Thursday is the day when the Initial Jobless Claims report will be coming out, which is expected to rise to 285,000. The number was 282,000 just one week ago, however the labor market is struggling to get out of the bad winter weather spin as retail stores begin looking toward spring and summer hiring fairs. Although several other reports are also due out Thursday, this is the main report that both the United States and other countries such as Asia and Japan will be looking at, when it comes to determining the future of the United States, and the key interest rate hikes Yellen keeps talking about.
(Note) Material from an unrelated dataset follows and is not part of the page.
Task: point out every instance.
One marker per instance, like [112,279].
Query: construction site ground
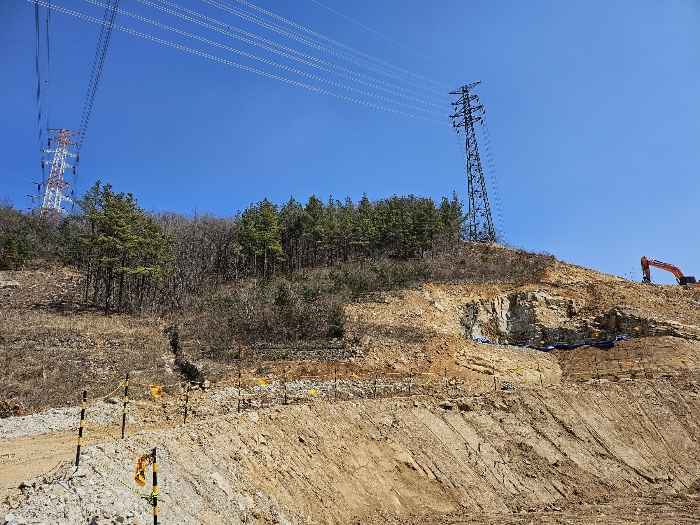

On Friday April 3, the United States Labor Department will be releasing the March jobs report, which is expected to already confirm what many investors already know. Most investors and experts believe it will show a small decline in the unemployment numbers, while also showing a stable and healthy economy that is adding jobs throughout most sectors. The economists have predicted that 248,000 nonfarm payroll jobs will be added in March, which in part is due to the 240,000 private payroll increase. The prediction is that unemployment rates will stay at 5.5 percent, with average hourly earnings expected to go up .2 percent in a month-over-month index. Between this report and the jobless claims, it looks like the economy might be holding fairly steady, but the increases are not as quick as many economists would like. What makes it even a little worse is that the number of jobs added is not enough to change the unemployment number, since the jobless claims rose slightly for March.